If a group of anglers gathers riverside for a coffee break and leans its rods together against a tree, or places them in proximity in the back of the car, when they return they will have a tangle of rods. That may also be a good name for the gathering of anglers — although noise and story are reasonable alternatives.
On Sunday evening I was in a lively tangle of young anglers who have recently resurrected the fly-fishing club at Middlebury College. Several years ago the club was active, organizing fishing trips, fly-casting and fly-tying clinics, conservation events, and talks. But at some point the club fizzled from lack of participation and new leadership. It remained defunct for several years.
This past fall, I was delighted to find a group of enthusiastic students eager to restart the group. Sunday was our first fly-tying gathering. I taught a few basic principles and then step-by-step instructions to tie up a simple pattern. A half-dozen aspiring fly-tiers followed along while a few others with previous experience provided one-on-one tutoring. When we were done everybody had a more-or-less useable fly.
We also had an hour of enjoyable conversation, getting to know each other and making plans for future gatherings — and especially for getting out on the water and casting flies. Based on the level of energy and enthusiasm that evening, I have a lot of confidence that this will, indeed, be a new tangle that will last for some time.
On Tuesday evening I took part in another tangle — or a story, or a noise — of anglers: the monthly gathering of the New Haven River Anglers at the Swift House. That is, it’s monthly, except that for the past three months it hasn’t actually met.
For four years the club has been led by president Jesse Haller from the Middlebury Mountaineer. With his arrival in town eight years ago, he brought in tremendous energy to the NHRAA, spearheading activities like the annual Fly Fishing Film Tour and the Otter Creek Classic fishing tournament and helping rejuvenate other longstanding activities in conservation and education. He brought so much energy that club members had come to rely on him to do everything. So when he moved on to a job in product development at Orvis at the start of the winter, there was a sudden vacuum.
At Tuesday’s meeting, 40 members gathered, and — led by Jesse — talked about what made the club special and what they most wanted to see it continue to do over the next several years.
Three themes in particular kept reemerging. Folks were interested in conservation and education efforts to help preserve and improve a healthy local river.
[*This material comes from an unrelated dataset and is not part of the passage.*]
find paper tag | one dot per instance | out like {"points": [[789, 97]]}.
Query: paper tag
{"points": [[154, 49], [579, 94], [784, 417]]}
They were interested in building up the existing community of NHRAA anglers through events, gatherings and opportunities for socializing and sharing of experiences such as fly-tying nights and guest speakers. And they were interested in reaching out to welcome the broader community — especially youth and folks new to fishing or new to the area — to the delight and passion of angling in our favorite local rivers.
As 40 people, one at a time, shared their ideas, palpable energy built in the room. Before 90 minutes had passed, the group had elected a whole new slate of officers led by new president Wes Butler, had collected a sheet of volunteers for various committees, and had a plan for moving forward. The gathering had once again become a tangle — or at least a noise. As the newly elected president said, now we can continue to do what we have always done: gather together and tell stories. Which is to say, in the great tradition of fishing, lies.
(To read about other names of animal groups, these are useful and entertaining sites: Animal Group Names, and 99 Strange Collective Animal Names. Sadly, they contain nothing that defines a gathering of anglers.)